Enige bestaat ook als adjectief en betekent: als er geen tweede is:
Lota’s enige broer is verhuisd naar Frankrijk.
(zij heeft geen andere broer)

Enkele/ enkelen
= klein aantal; dezelfde betekenis als enige; vooral in de geschreven taal

Vorm

enkele x enkelen
Enkele wordt gebruikt als het gevolgd wordt door een substantief:
De film was echt niet goed. Enkele bezoekers zijn zelfs eerder weggegaan.

–> enkelen wordt gebruik bij personen als het woord zelfstandig staat:
Mijn vrienden zijn al naar huis gegaan. Enkelen van hen moeten morgen vroeg opstaan.

Sommige/ sommigen
= een gedeelte van een groep dingen, mensen of dieren

Gebruik

Als jullie sommige(n) willen gebruiken, moeten jullie de zin eventueel kunnen aanvullen met andere(n):
Sommige luchtmaatschappijen bieden u een gratis maaltijd (andere luchtmaatschappijen doen het niet).

Vorm

sommige x sommigen
Sommige wordt gebruikt als het gevolgd wordt door een substantief:
Sommige studenten zijn geslaagd in de examen (andere studenten zijn gezakt).

Sommigen wordt gebruikt bij personen als het woord zelfstandig staat:
De studenten vonden de examen heel moeilijk.
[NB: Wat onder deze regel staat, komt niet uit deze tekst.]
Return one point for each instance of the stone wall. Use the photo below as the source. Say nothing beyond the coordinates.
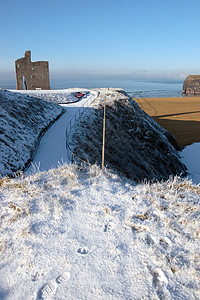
(191, 85)
(31, 75)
Sommigen zijn er toch in geslaagd (anderen niet).

Verscheidene(n)/ verschillende(n)
– synoniemen
= een aantal mensen/ dingen/ dieren; men wil benadrukken dat het over diverse personen/ dingen/ dieren gaat
Ik heb met verscheidene (verschillende) mensen gesproken en niemand gelooft dat de staking doorgaat.

Vorm

verscheidene/ verschillende x verscheidenen/ verschillenden
Verscheidene (verschillende) wordt gebruikt als het gevolgd wordt door een substantief:
We gaan naar New York. Verscheidene/ Verschillende collega’s hebben gezegd dat het een geweldige stad is.
Verscheidenen (verschillenden)
wordt gebruikt bij personen als het woord zelfstandig staat:
Ik wil graag naar New York. Verscheidenen/ Verschillenden van u zijn al in New York geweest en kunnen mij dan misschien wat tips geven.

Meeste/ meesten
= het grotere gedeelte van mensen/ dingen/ dieren

Vorm

meeste x meesten
Meeste wordt gebruikt als het gevolgd wordt door een substantief:
In meeste Europese landen kun je met euro betalen.
Meesten
wordt gebruikt bij personen als het woord zelfstandig staat:
Ik spreek Engels met mijn collega’s. Meesten zijn niet nederlandstalig.

Genoeg
= een voldoende aantal mensen/ dingen/ dieren; wat er nodig is
Ik heb genoeg geld om een nieuwe auto te kunnen kopen. = Ik kan een nieuwe auto kopen omdat ik geld hebt dat nodig is daarvoor.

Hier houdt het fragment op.